Adaptive Event Stream Slicing for Open-Vocabulary Event-Based Object Detection via Vision-Language Knowledge Distillation
- URL: http://arxiv.org/abs/2510.00681v1
- Date: Wed, 01 Oct 2025 09:03:30 GMT
- Title: Adaptive Event Stream Slicing for Open-Vocabulary Event-Based Object Detection via Vision-Language Knowledge Distillation
- Authors: Jinchang Zhang, Zijun Li, Jiakai Lin, Guoyu Lu,
- Abstract summary: Event cameras offer advantages in object detection tasks due to high-speed response, low latency, and robustness to motion blur.<n>Current event-based detection methods are typically trained on predefined categories, limiting their ability to generalize to novel objects.<n>We propose an event-image knowledge distillation framework that leverages CLIP's semantic understanding to achieve open-vocabulary object detection on event data.
- Score: 23.54397693466999
- License: http://creativecommons.org/licenses/by/4.0/
- Abstract: Event cameras offer advantages in object detection tasks due to high-speed response, low latency, and robustness to motion blur. However, event cameras lack texture and color information, making open-vocabulary detection particularly challenging. Current event-based detection methods are typically trained on predefined categories, limiting their ability to generalize to novel objects, where encountering previously unseen objects is common. Vision-language models (VLMs) have enabled open-vocabulary object detection in RGB images.

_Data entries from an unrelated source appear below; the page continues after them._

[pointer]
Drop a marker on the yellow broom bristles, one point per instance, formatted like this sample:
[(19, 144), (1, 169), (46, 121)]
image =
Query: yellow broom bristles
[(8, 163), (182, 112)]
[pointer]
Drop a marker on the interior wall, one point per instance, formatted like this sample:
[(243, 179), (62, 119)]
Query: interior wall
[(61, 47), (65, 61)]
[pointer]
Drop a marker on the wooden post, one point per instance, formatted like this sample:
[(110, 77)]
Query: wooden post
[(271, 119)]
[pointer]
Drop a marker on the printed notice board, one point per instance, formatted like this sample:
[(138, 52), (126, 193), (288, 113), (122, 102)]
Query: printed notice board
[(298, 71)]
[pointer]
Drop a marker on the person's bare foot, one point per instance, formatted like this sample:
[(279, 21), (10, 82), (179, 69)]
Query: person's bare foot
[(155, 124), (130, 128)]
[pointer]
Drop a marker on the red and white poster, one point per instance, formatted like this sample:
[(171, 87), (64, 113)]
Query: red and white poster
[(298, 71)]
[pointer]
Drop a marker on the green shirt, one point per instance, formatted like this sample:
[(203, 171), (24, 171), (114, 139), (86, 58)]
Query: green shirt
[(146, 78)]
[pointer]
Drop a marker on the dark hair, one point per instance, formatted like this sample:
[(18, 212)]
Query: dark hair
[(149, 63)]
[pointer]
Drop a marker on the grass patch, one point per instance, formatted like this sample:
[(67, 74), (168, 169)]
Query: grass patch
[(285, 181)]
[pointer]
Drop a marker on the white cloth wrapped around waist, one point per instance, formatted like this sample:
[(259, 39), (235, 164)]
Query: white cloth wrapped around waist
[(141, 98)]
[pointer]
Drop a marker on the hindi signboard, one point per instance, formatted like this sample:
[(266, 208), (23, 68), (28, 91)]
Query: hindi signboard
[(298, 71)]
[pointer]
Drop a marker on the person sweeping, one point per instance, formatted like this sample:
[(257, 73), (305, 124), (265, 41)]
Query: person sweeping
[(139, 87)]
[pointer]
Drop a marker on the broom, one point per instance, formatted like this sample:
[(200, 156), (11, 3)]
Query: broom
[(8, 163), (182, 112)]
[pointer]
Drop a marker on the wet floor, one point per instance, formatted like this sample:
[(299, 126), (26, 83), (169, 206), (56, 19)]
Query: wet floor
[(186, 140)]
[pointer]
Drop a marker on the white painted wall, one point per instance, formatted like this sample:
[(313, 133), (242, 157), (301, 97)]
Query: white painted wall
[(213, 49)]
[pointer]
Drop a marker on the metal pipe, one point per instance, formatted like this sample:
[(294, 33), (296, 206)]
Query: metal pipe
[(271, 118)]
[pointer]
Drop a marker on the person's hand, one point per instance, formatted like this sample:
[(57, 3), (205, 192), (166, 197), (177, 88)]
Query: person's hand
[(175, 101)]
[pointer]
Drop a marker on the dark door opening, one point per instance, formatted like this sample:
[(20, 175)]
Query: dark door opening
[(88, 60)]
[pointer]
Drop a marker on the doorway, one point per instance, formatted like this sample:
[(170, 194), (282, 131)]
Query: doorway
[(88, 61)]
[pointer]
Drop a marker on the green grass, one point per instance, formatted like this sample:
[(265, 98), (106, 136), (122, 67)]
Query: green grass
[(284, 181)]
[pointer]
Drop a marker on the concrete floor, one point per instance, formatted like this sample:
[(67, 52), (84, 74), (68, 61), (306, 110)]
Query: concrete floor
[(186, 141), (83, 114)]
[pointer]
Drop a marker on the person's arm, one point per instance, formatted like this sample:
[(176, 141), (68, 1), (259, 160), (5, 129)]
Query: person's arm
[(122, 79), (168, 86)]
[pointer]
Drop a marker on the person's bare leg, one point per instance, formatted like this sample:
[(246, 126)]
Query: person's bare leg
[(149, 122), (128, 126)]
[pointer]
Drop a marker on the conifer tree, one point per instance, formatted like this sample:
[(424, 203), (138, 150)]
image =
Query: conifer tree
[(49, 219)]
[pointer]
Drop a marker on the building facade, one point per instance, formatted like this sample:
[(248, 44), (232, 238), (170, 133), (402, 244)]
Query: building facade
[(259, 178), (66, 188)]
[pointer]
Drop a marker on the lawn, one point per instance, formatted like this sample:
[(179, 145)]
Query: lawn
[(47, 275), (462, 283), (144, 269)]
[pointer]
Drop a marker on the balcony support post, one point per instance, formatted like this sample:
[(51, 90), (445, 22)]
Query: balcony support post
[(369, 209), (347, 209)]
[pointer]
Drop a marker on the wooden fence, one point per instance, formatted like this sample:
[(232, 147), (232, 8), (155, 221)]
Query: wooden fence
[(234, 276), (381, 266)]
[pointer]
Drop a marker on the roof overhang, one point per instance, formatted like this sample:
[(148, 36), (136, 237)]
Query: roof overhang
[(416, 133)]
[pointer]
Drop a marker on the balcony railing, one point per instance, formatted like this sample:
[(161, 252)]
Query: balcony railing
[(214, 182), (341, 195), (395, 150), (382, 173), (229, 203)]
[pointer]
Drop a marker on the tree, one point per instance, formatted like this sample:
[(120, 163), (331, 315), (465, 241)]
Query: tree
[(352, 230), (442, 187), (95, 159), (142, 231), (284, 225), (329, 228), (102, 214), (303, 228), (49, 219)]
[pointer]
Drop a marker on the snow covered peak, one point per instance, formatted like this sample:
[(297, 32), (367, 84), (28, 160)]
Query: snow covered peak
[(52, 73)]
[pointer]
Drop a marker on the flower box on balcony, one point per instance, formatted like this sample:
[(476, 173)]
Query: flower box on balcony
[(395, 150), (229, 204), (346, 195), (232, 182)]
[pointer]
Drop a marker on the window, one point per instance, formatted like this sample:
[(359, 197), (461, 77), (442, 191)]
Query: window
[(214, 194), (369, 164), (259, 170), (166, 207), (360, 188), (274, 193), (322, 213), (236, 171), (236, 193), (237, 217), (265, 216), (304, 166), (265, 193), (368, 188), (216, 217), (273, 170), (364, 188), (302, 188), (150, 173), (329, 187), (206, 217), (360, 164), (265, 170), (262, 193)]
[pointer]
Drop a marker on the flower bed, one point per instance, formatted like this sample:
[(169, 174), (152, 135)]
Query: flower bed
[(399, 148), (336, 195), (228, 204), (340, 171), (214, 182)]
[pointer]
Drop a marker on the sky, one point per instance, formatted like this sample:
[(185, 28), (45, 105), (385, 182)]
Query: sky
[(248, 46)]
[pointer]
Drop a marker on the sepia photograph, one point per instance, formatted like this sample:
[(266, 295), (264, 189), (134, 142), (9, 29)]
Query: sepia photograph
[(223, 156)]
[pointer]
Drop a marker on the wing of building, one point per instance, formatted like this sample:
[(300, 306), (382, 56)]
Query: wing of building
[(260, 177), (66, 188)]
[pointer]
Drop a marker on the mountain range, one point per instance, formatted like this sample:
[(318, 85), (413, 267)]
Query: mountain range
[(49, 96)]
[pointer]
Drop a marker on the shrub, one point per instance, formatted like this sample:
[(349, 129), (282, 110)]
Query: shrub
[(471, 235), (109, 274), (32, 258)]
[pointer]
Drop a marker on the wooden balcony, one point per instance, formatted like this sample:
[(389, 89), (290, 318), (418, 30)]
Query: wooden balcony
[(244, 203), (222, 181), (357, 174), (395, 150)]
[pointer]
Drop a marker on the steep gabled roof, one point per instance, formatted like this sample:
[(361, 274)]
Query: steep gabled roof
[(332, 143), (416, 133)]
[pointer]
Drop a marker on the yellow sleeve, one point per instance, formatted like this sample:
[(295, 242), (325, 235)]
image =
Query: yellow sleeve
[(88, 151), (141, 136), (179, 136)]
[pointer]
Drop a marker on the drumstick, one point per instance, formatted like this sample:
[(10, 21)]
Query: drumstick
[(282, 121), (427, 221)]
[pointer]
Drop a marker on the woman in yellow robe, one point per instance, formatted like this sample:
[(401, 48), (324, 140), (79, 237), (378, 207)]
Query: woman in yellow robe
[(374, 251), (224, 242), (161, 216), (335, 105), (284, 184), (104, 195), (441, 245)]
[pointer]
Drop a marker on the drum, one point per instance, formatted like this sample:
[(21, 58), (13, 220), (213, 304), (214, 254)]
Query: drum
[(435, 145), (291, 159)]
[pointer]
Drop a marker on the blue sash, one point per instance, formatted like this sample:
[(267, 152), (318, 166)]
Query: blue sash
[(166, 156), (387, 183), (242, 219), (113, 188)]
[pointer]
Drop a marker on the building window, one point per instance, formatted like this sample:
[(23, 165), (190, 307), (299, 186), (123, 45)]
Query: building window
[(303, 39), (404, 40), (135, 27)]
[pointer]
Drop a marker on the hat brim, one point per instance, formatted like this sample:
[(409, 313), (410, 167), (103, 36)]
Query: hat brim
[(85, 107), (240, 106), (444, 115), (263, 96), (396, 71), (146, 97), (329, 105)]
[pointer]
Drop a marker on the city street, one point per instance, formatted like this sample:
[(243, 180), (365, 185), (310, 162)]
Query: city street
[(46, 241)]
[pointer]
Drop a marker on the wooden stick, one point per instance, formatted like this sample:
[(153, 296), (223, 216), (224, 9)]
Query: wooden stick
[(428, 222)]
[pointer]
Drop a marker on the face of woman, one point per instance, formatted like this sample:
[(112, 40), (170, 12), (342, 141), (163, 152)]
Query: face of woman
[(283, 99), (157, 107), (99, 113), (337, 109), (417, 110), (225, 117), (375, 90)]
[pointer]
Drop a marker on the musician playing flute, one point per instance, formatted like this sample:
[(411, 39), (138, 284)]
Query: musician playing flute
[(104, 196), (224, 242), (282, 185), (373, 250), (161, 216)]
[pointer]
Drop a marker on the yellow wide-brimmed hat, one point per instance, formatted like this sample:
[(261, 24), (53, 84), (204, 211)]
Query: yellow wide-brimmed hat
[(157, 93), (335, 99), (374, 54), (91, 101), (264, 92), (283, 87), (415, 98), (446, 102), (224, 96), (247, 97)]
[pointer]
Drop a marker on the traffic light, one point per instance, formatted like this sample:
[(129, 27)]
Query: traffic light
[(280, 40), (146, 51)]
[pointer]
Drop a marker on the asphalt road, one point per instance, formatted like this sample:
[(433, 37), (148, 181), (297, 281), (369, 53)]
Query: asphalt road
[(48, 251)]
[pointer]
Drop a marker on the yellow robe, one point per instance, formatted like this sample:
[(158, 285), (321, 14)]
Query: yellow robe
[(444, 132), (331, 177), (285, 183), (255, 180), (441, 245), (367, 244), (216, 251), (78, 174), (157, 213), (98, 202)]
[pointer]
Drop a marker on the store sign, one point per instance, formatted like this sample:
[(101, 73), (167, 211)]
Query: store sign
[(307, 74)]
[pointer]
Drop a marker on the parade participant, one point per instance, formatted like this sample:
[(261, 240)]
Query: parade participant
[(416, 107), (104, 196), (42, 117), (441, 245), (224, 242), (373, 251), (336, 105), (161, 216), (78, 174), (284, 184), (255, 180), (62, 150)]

However, the modality gap between images and event streams makes it ineffective to directly transfer CLIP to event data, as CLIP was not designed for event streams. To bridge this gap, we propose an event-image knowledge distillation framework that leverages CLIP's semantic understanding to achieve open-vocabulary object detection on event data. Instead of training CLIP directly on event streams, we use image frames as inputs to a teacher model, guiding the event-based student model to learn CLIP's rich visual representations. Through spatial attention-based distillation, the student network learns meaningful visual features directly from raw event inputs while inheriting CLIP's broad visual knowledge. Furthermore, to prevent information loss due to event data segmentation, we design a hybrid spiking neural network (SNN) and convolutional neural network (CNN) framework. Unlike fixed-group event segmentation methods, which often discard crucial temporal information, our SNN adaptively determines the optimal event segmentation moments, ensuring that key temporal features are extracted. The extracted event features are then processed by CNNs for object detection.